Quadros de destaque do partido enganaram sim a confiança de todos, mas o programa de Brasil inclusivo do governo federal do PT continua surtindo efeitos positivos.

Costa vai mais longe, afirma que o tal engano gerou o desapontamento atual. 

Sobre o desapontamento que se sente hoje, Costa se engana ao fazer crer que venha das mesmas pessoas que foram beneficiadas pelos governos de Lula e do PT. 
Desde 2003 o consumo aumentou no Brasil, o poder de compra do salário aumentou e o desemprego caiu. A ONU retirou o Brasil do mapa da miséria, pela primeira vez na história. 
Os programas sociais dos governos do PT, principalmente nas áreas da educação, da habitação e da saúde, foram e são fundamentais. Fato.

O desapontamento vem das classes médias tradicionais, das pessoas que se viram enciumadas pela inédita companhia de milhões de pessoas que progrediram a ponto de agora fazer parte das classes média.

Outra coisa muito importante é perceber que esse desapontamento vem sendo amplamente incentivado e impetrado pelos partidos de oposição e pela grande mídia, numa campanha incessante que ao invés de fazer a crítica em prol do bem do país, nada mais está fazendo que promover o caos e a instabilidade política e econômica e isto sim me parece algo impatriótico.

Muitos dizem que o principal erro do PT, na hora de botar em prática seu projeto de Brasil, foi o de priorizar o acesso ao crédito e ao consumo, ao invés de priorizar a inclusão social via educação.

Às vezes concordo com essa crítica, às vezes não.
Reclamar fica fácil, para nós, que nascemos e crescemos com acesso a serviços básicos e tivemos uma formação efetiva, mas procure imaginar como seria na prática isso de promover a inclusão social de milhões de pessoas via educação - sem promover bonança material (isto é, consumismo) - sendo que essas milhões de pessoas se encontram em situação de miséria, desfavorecidas desde o nascimento.
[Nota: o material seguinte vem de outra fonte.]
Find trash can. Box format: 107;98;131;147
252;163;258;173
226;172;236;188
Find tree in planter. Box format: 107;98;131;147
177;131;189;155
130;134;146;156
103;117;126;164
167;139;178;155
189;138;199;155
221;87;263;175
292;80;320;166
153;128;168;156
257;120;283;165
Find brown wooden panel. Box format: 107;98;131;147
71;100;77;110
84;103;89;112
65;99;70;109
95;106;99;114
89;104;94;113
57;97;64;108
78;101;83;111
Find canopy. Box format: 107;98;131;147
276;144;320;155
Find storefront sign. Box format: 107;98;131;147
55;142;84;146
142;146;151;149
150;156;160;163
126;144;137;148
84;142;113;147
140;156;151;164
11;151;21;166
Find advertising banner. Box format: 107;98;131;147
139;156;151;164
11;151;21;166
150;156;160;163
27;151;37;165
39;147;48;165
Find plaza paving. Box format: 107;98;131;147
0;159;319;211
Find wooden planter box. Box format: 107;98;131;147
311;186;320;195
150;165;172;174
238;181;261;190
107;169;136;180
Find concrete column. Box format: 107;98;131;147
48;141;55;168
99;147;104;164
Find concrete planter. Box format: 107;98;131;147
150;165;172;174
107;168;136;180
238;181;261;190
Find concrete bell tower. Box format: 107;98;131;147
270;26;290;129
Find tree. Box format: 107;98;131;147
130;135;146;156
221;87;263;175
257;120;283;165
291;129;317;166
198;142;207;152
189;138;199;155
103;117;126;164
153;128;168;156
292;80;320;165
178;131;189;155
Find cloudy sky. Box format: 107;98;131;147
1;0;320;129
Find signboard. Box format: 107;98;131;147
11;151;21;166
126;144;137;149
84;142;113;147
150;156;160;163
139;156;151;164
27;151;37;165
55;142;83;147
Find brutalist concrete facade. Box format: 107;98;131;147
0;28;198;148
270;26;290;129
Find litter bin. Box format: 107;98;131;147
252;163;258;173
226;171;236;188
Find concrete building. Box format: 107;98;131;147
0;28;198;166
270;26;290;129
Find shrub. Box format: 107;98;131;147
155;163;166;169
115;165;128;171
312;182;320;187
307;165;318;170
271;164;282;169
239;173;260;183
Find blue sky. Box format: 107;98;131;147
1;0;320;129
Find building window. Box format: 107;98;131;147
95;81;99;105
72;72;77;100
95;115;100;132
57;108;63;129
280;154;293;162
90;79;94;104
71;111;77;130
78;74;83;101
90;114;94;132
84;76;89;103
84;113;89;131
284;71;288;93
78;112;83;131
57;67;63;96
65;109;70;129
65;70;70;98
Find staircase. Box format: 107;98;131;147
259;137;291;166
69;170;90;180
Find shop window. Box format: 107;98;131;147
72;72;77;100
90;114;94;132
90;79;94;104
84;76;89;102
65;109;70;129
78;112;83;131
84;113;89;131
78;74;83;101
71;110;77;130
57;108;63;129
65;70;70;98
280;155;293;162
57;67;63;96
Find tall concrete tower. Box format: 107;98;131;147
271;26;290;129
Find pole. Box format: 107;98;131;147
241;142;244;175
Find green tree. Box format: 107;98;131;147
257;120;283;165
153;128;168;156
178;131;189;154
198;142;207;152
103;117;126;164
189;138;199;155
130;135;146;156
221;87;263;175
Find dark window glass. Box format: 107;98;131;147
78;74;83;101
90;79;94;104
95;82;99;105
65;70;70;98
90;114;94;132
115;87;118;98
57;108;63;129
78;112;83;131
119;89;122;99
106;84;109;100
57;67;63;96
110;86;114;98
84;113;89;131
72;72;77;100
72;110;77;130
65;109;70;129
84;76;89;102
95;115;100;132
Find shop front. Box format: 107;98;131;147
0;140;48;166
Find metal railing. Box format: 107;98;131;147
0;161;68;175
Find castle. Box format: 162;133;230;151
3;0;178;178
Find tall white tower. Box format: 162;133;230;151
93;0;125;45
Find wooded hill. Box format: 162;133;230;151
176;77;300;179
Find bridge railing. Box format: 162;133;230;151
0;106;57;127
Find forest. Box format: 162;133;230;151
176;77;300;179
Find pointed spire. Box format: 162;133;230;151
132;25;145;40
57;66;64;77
É preciso ter disposição na hora de analisar a situação, para dimensionar o papel do PT nessa crise toda; apontar Lula como bode expiatório é fácil, mas reprovável; fazer crer que o PT é a causa dos males do país e que por isso deveremos todos "esperar por uma era de dificuldades e incertezas", além de algo extremamente pessimista, é inútil e parcial.